4.2 Using similar-place search for a case–control study

The similar-place search functions described above can be applied to the task of finding sets of case and control places for a case–control study. The “effect” property in a case–control study, $p_e$, is a generalized attribute value for the attribute $a_e$. Thus, a set of case places are places that have the “effect” property (i.e., they are invariant with respect to $a_e$). In the case of quantitative attributes, this invariance can be defined in terms of being within a specified distance threshold, rather than having an exact value, whereas for categorical attributes it is a Boolean measure.

A set of control places can be found by using $p_e$ as a negative contrast property (see functions $SF2a$ and $SF2b$) and finding a set of target places to a source place that have the property $p_e$. In order to reduce sampling bias, once we have candidate sets of case and control places, we want to choose control places such that they are most representative of the types of places in the case set. One potential approach is to use propensity score matching, so that the distribution of baseline properties in the control places matches the distribution of those properties in the case places (Rosenbaum and Rubin 1983). In this way, a more representative subset of the target places is used as control places. However, this approach will require that the baseline properties be categorical; otherwise, an appropriate implementation of the property matching criteria will need to be developed. Once an investigator has sets of case and control places, then the presence or absence of the consequent property in the case and controls can be used to support or refute the hypothesis.

5 Application to natural language observations and generalizations

In this section, we demonstrate how the similar-place search operations described in the previous section can be applied to the case of finding similar places based on what people write about them. Natural language descriptions represent a large amount of the crowdsourced volunteered geographic information on the web. For example, the English version of Wikipedia contains over 600,000 place articles each with natural language text describing a place on the earth (Lehmann et al. 2009). Recently, a number of text mining techniques have been developed that allow us to operationalize these data through statistical means.

One particularly popular approach to discovering the latent topics in a corpus of documents is the latent Dirichlet allocation (LDA) model, which is a generative statistical model that describes the creation of a text document as a kind of random process (Blei et al. 2003). Each word in a document is selected by first picking a topic and then selecting a word from that topic. The data mining inference that we make using the model is to go backward from the observed words that we see in the corpus to the most likely topics to have generated those words. In order to do this inference a number of techniques have been developed including expectation maximization, variational Bayes, and Gibbs sampling Markov chain Monte Carlo (Blei et al. 2003; Griffiths and Steyvers 2004). As LDA is modular, it is easy to extend the model, and several extensions to LDA have been developed to characterize the mixture of topics associated with a place (Wang et al. 2007; Ramage et al. 2009; Eisenstein et al. 2010; Hao et al. 2010; Sizov 2010; Yin et al. 2011; Hong et al. 2012; Adams and Janowicz 2012). Figure 3 illustrates sample topics that are automatically discovered in a corpus of 275,000 travel blog entries (Adams and McKenzie 2013).

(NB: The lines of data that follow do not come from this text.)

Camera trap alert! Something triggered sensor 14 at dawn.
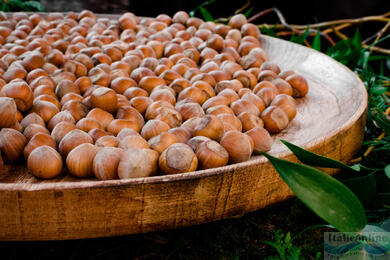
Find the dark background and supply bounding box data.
[41,0,390,24]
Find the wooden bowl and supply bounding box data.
[0,36,367,240]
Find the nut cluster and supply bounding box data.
[0,11,308,180]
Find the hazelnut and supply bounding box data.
[257,70,278,82]
[158,143,198,174]
[92,147,123,180]
[245,127,272,154]
[0,97,17,128]
[241,23,260,38]
[206,105,234,116]
[33,95,61,109]
[217,114,242,132]
[195,140,229,169]
[66,143,99,178]
[74,76,92,94]
[192,80,215,97]
[61,92,83,105]
[19,112,45,128]
[91,88,118,113]
[86,108,114,128]
[230,99,260,116]
[141,119,170,140]
[237,112,264,132]
[1,80,34,111]
[215,79,243,93]
[116,128,141,141]
[150,89,176,105]
[76,118,104,132]
[58,129,93,158]
[118,134,149,150]
[145,100,174,120]
[229,14,247,29]
[175,103,204,121]
[220,131,254,163]
[23,132,57,159]
[168,127,192,143]
[116,106,145,128]
[278,70,295,80]
[130,67,155,84]
[55,79,80,98]
[177,87,209,105]
[256,87,279,106]
[47,110,76,131]
[233,70,257,89]
[118,149,158,179]
[111,77,137,94]
[202,96,230,110]
[0,128,27,163]
[107,119,141,135]
[241,92,265,113]
[95,135,119,147]
[27,145,62,179]
[62,100,89,122]
[286,74,309,98]
[138,76,166,93]
[217,88,242,105]
[130,97,153,114]
[148,132,179,154]
[261,106,288,134]
[192,115,224,140]
[272,78,293,96]
[260,61,280,74]
[88,128,112,142]
[31,100,59,122]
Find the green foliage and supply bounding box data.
[188,0,216,21]
[311,30,321,51]
[290,29,310,44]
[262,230,304,260]
[0,0,45,12]
[264,149,366,232]
[280,140,356,171]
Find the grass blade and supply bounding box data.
[263,153,367,232]
[280,140,359,171]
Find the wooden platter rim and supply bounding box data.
[0,35,368,191]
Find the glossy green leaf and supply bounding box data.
[263,153,367,232]
[343,172,376,206]
[199,6,214,21]
[372,110,390,136]
[352,29,362,49]
[385,164,390,179]
[311,30,321,51]
[280,140,358,171]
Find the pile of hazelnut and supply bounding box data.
[0,11,308,180]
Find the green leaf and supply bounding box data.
[352,29,362,49]
[262,153,367,232]
[343,172,376,206]
[244,6,254,18]
[23,1,46,12]
[385,164,390,179]
[371,110,390,136]
[280,140,358,171]
[290,29,310,44]
[199,6,214,21]
[311,30,321,51]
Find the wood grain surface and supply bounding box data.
[0,31,367,240]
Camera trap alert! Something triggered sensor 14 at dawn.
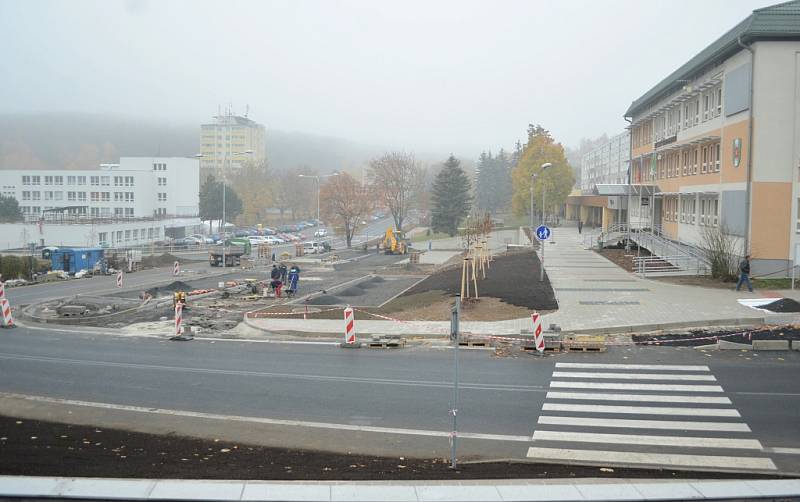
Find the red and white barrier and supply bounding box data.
[175,302,183,336]
[0,298,14,328]
[344,307,356,345]
[531,312,544,353]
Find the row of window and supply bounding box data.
[631,85,722,148]
[634,142,722,183]
[662,195,719,227]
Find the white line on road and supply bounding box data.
[546,391,733,404]
[0,353,542,392]
[550,381,722,392]
[553,371,717,382]
[533,431,767,451]
[538,416,750,432]
[528,448,777,471]
[0,392,531,443]
[556,363,710,371]
[542,403,741,417]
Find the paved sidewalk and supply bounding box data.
[247,227,800,336]
[0,476,800,502]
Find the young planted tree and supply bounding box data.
[320,173,372,248]
[0,195,22,223]
[369,152,424,231]
[431,155,472,237]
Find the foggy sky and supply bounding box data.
[0,0,778,157]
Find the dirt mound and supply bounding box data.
[337,286,364,296]
[147,281,194,297]
[401,251,558,310]
[306,295,342,305]
[759,298,800,312]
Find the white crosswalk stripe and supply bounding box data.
[527,363,777,471]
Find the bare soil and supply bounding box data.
[0,416,774,481]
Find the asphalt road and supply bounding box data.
[0,327,800,473]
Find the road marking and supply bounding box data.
[533,431,767,451]
[545,391,733,404]
[556,363,710,371]
[550,381,723,392]
[538,416,750,432]
[0,353,543,392]
[553,371,717,382]
[542,403,741,417]
[528,448,777,471]
[0,392,531,443]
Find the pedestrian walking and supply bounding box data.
[736,254,753,293]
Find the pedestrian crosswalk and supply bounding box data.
[527,362,777,471]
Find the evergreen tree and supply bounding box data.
[431,154,472,236]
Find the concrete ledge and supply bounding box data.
[0,476,800,502]
[753,340,789,350]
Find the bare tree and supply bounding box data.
[320,173,372,248]
[369,152,424,231]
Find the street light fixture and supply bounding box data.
[297,172,339,225]
[195,150,253,268]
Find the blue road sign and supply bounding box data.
[536,225,553,241]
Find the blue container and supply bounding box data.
[50,248,105,274]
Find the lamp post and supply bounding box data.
[195,150,253,268]
[539,162,553,282]
[297,173,339,225]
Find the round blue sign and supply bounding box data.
[536,225,553,241]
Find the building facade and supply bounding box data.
[0,157,200,248]
[625,0,800,277]
[200,113,267,180]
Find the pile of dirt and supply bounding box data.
[306,295,342,305]
[759,298,800,312]
[401,251,558,310]
[147,281,194,298]
[0,417,775,481]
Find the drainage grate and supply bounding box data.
[578,300,639,305]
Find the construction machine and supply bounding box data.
[381,227,408,254]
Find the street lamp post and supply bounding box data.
[539,162,553,282]
[297,173,339,225]
[195,150,253,268]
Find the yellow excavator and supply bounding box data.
[382,227,408,254]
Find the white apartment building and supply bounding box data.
[0,157,200,248]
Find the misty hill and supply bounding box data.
[0,113,380,172]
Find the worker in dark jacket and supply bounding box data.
[736,255,753,293]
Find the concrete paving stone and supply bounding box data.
[148,479,245,500]
[689,481,761,500]
[496,484,583,502]
[753,340,789,350]
[631,482,703,500]
[58,478,156,499]
[0,476,69,497]
[241,481,331,502]
[331,485,418,502]
[416,485,496,502]
[746,479,800,497]
[576,483,642,500]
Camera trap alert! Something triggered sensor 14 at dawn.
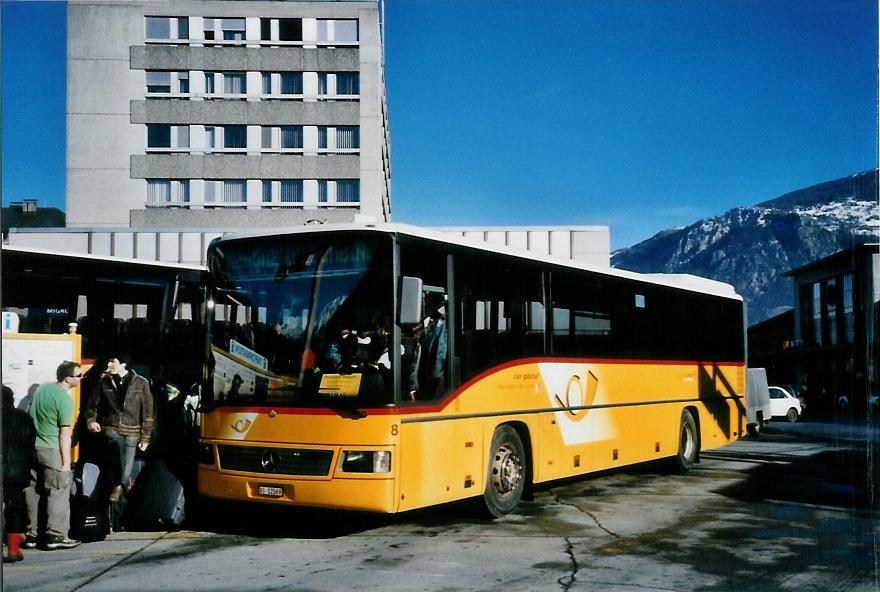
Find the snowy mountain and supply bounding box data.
[611,170,880,324]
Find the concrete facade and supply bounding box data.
[436,226,611,267]
[9,224,610,267]
[67,0,391,232]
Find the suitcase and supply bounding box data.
[110,455,146,532]
[125,458,185,530]
[70,462,110,543]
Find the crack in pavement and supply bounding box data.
[71,532,173,592]
[555,495,620,540]
[556,537,578,592]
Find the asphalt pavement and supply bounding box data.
[3,423,880,592]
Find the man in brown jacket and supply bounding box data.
[86,356,153,502]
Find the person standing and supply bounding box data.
[86,356,153,503]
[3,386,37,563]
[25,362,82,551]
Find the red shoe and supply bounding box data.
[3,532,24,563]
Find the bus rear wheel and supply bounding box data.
[483,425,526,518]
[675,409,700,474]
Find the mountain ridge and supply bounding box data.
[611,169,880,324]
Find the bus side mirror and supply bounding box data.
[397,276,422,327]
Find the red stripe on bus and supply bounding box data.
[213,358,746,415]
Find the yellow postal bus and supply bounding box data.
[198,225,745,516]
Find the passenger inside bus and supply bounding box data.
[409,292,447,400]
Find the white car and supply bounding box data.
[768,386,801,421]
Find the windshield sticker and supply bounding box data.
[229,339,269,370]
[318,374,361,397]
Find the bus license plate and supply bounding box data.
[257,485,284,497]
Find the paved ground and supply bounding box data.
[3,424,880,592]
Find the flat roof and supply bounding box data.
[215,223,742,302]
[0,245,207,271]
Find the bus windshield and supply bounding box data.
[206,233,393,408]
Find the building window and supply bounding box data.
[147,123,171,148]
[278,19,302,41]
[318,19,358,43]
[281,179,303,203]
[281,72,302,95]
[223,125,247,149]
[223,72,247,95]
[144,16,189,41]
[147,179,171,206]
[146,70,189,95]
[843,273,856,343]
[825,278,840,345]
[336,179,361,203]
[223,179,247,203]
[336,126,361,150]
[147,72,171,94]
[177,16,189,39]
[281,125,303,149]
[147,179,189,207]
[174,125,189,148]
[221,19,245,42]
[336,72,361,95]
[177,179,189,204]
[147,123,189,148]
[202,19,214,41]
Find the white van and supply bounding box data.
[746,368,773,437]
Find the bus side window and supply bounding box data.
[400,243,451,401]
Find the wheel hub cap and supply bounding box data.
[492,446,522,497]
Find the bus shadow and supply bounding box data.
[185,500,488,539]
[717,447,880,512]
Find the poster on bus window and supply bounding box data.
[2,333,82,409]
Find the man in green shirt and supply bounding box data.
[25,362,82,551]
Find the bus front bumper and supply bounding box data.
[197,465,397,513]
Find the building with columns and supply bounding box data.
[66,0,391,229]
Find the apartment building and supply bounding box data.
[67,0,390,229]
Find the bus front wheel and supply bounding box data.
[483,425,526,518]
[675,409,700,473]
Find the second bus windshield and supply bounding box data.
[209,233,393,407]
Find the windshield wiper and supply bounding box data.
[327,407,367,419]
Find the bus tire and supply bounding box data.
[675,409,700,474]
[483,425,526,518]
[746,411,764,438]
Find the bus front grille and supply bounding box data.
[217,445,333,476]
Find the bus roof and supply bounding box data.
[2,245,207,272]
[215,223,742,301]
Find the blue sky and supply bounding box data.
[0,0,878,248]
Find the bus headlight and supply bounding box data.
[339,450,391,473]
[199,444,214,465]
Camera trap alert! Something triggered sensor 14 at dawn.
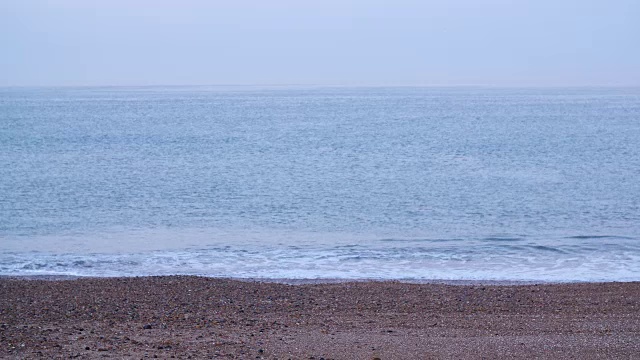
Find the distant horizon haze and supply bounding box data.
[0,0,640,87]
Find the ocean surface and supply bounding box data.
[0,86,640,282]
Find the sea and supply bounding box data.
[0,86,640,282]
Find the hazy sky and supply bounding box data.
[0,0,640,86]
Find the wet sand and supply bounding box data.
[0,276,640,360]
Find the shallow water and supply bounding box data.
[0,87,640,281]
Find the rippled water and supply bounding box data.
[0,87,640,281]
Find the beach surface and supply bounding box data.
[0,276,640,360]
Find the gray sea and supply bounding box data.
[0,86,640,282]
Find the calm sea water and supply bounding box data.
[0,87,640,281]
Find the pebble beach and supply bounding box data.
[0,276,640,360]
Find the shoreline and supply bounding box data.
[0,276,640,360]
[0,274,612,286]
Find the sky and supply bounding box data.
[0,0,640,86]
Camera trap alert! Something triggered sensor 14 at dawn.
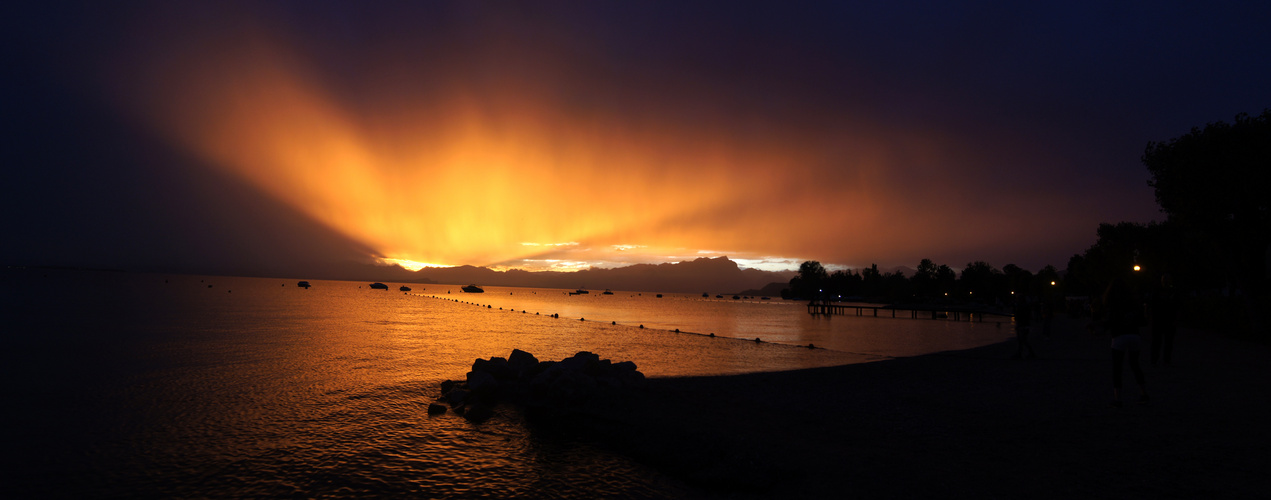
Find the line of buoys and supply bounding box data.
[406,290,828,349]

The operationalized knowledge about a place that is extracted using these topic modeling approaches has the data representation of a vector in an n-dimensional topic space. Each topic value is a probability of that topic $[0,\ldots ,1]$, where all the values sum to one. Once we identify a vector of topic probabilities for each place, we can calculate their similarity using a variety of techniques, such as Euclidean distance, relative entropy, and Jensen Shannon (JS) divergence. The JS divergence is a symmetric measure of the distance between two multinomial probability distributions, derived from the Kullback–Leibler divergence $D_{\mathrm {KL}}$ (or relative entropy measure) shown in Eq. (6). Let $P$ and $Q$ be discrete probability vectors over $i \in \{1,\ldots ,n\}$ values (e.g., topic vectors for two places) and $M=\frac{1}{2}(P+Q)$. The JS divergence measure is given in Eq. (7).

$$D_{\mathrm {KL}}(P \vert Q) = \sum _i P(i) \log \frac{P(i)}{Q(i)} $$

(6)

$$ JS(P \vert Q)= \frac{1}{2}D_{\mathrm {KL}}(P \vert M)+\frac{1}{2}D_{\mathrm {KL}}(Q \vert M). $$

(7)

Because the dimensions of this topic space are semantically interpretable, it means that reasoning operations are not limited solely to similarity measurement between places; we can use the term distributions associated with each dimension (i.e., topic) to do automated reasoning to find real-world entities that best match novel combinations of terms with other places, such as London + beach, using contrast properties. Furthermore, because different text corpora generate different topic spaces and vectorial representations of places, each corpus presents a different domain by which the similarity of places can be judged. For example, Los Angeles as described in travel blog entries is very different from Los Angeles as described in Wikipedia or in historical literature.

5.1 Topic space-generalized attributes

The abstract observation-to-generalization place model does not predefine the types of attributes associated with observations and general properties, and it is possible to have complex-valued attributes that are represented with compound data structures, such as vectors, records, and objects. One example of a complex attribute is a topic space that is generated from a corpus of place descriptions using the techniques described previously.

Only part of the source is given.